年末調整って何をやっているか分かりにくいですよね。
所得税を精算するのが年末調整ですが、その計算過程自体は意外とシンプルです。
税扶養の対象になるかどうか、そのための所得をどうやって出すのか。
そのあたりが年末調整の申告書をややこしくしている要因です。

基本ステップ

年末調整では所得税を計算しますが、その大枠の計算式自体は非常にシンプルです。

(年収‐各種控除)×税率

これが基本です。
難しくないでしょう?

ここでは給与を前提として書いていますが、事業所得等でも原則はほぼ同じです。

年収

1~12月に支給された課税給与の合計です。
非課税給与(一定額までの通勤手当等)は所得税計算上は年収に入りません。

もちろん手取りではなく額面支給額です。

各種控除

年収から差し引ける控除は大分類すると下記4つです。

給与所得控除

個人事業主で例えると「経費」にあたる部分です。

会社員は一定の例外を除いて経費を申告できませんので、この「給与所得控除」の額が年収に応じてあらかじめ決められています。

ですから、この給与所得控除については申告書は存在しません。

人的控除

人的控除は税扶養の人数、障害の有無や程度などに応じて決められる控除です。

扶養親族の有無に関係なく誰でも持っているのが基礎控除(38万円)

それ以外に配偶者や子が扶養親族であるならば区分・年齢に応じた控除額が増えていきます。

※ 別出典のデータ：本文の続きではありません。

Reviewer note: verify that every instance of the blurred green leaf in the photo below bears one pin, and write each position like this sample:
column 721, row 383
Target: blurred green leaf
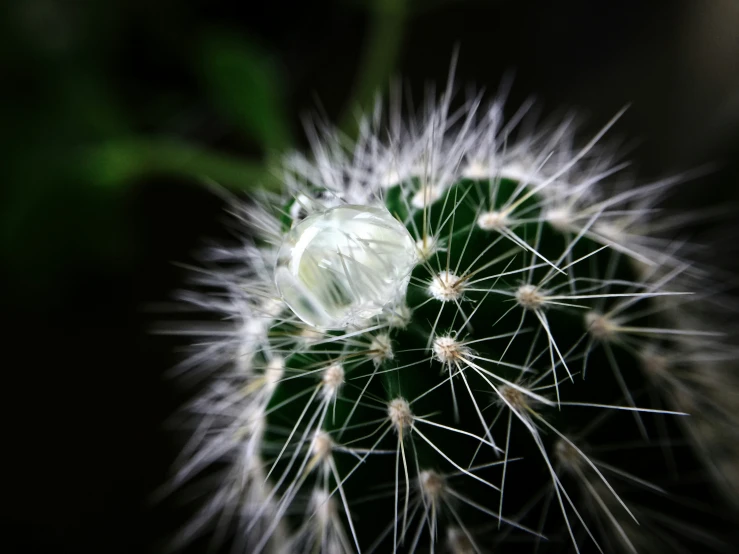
column 117, row 162
column 247, row 88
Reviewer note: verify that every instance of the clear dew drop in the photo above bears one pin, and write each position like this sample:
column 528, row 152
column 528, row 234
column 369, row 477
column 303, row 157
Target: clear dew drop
column 345, row 265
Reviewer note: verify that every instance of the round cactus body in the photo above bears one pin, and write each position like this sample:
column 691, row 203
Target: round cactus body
column 458, row 340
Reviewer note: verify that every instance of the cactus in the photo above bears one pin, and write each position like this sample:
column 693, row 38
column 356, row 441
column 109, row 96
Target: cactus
column 451, row 335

この人的控除を計算するのが「扶養控除等(異動)申告書」です。

皆さんが毎年記入しているこの扶養控除等(異動)申告書は「自分には扶養親族がいる(いない)、そしてその内容は…」を申告させるための用紙です。

扶養親族がいなくても提出しなければならないのは、「自分には扶養親族がいないけど基礎控除だけ適用を受ける」ということを申告させる目的があります。

社会保険料控除

自分が支払った社会保険料も全額控除対象となります。

給与から控除された健康保険、厚生年金保険、雇用保険などは年末調整で自動反映をするのが通常なので申告は不要です。

しかし、それ以外の社会保険料を支払った場合は自分で申告する必要があります。

例えば次のような社会保険料も自分が支払ったのであれば申告して控除額に反映されます。

  • 大学生の子の国民年金保険料
  • 就職前に加入していた国民健康保険料

その他控除

生命保険料、地震保険料、確定拠出年金の掛け金などです。

前記した社会保険料控除とともに、このその他控除を申告するのが「保険料控除申告書」です。

所得控除とは簡単にいうと「課税対象額をどんどん引き下げますよ」という事です。

税率

年収から各種控除額を引いて行った額が「課税所得」になり、その課税所得額に応じた税率を掛ければ所得税額が算出されます。
(税額算出後に住宅ローン控除等の反映がありますが割愛)

※所得税率は下記、国税庁HPをご参照ください。
https://www.nta.go.jp/taxes/shiraberu/taxanswer/shotoku/2260.htm

なお「195万円を超え330万円以下」の場合は税率10%となっていますが、例えば課税所得200万円の場合、200万円全てが10%になるわけではありません。

  • 195万円までは5%
  • 195万円を超えた5万円に対してのみ10%

これが正しい税率の考え方です。

所得税計算過程
所得税計算過程図

いかがでしょうか?

流れ自体は非常にシンプルなのですが、各種申告書の書き方に苦戦させる方も多いようです。

ただ「各種申告書を出す意味」が分かっているだけでも年末調整書類を書く心的負担も少しは軽くなるかもしれませんね。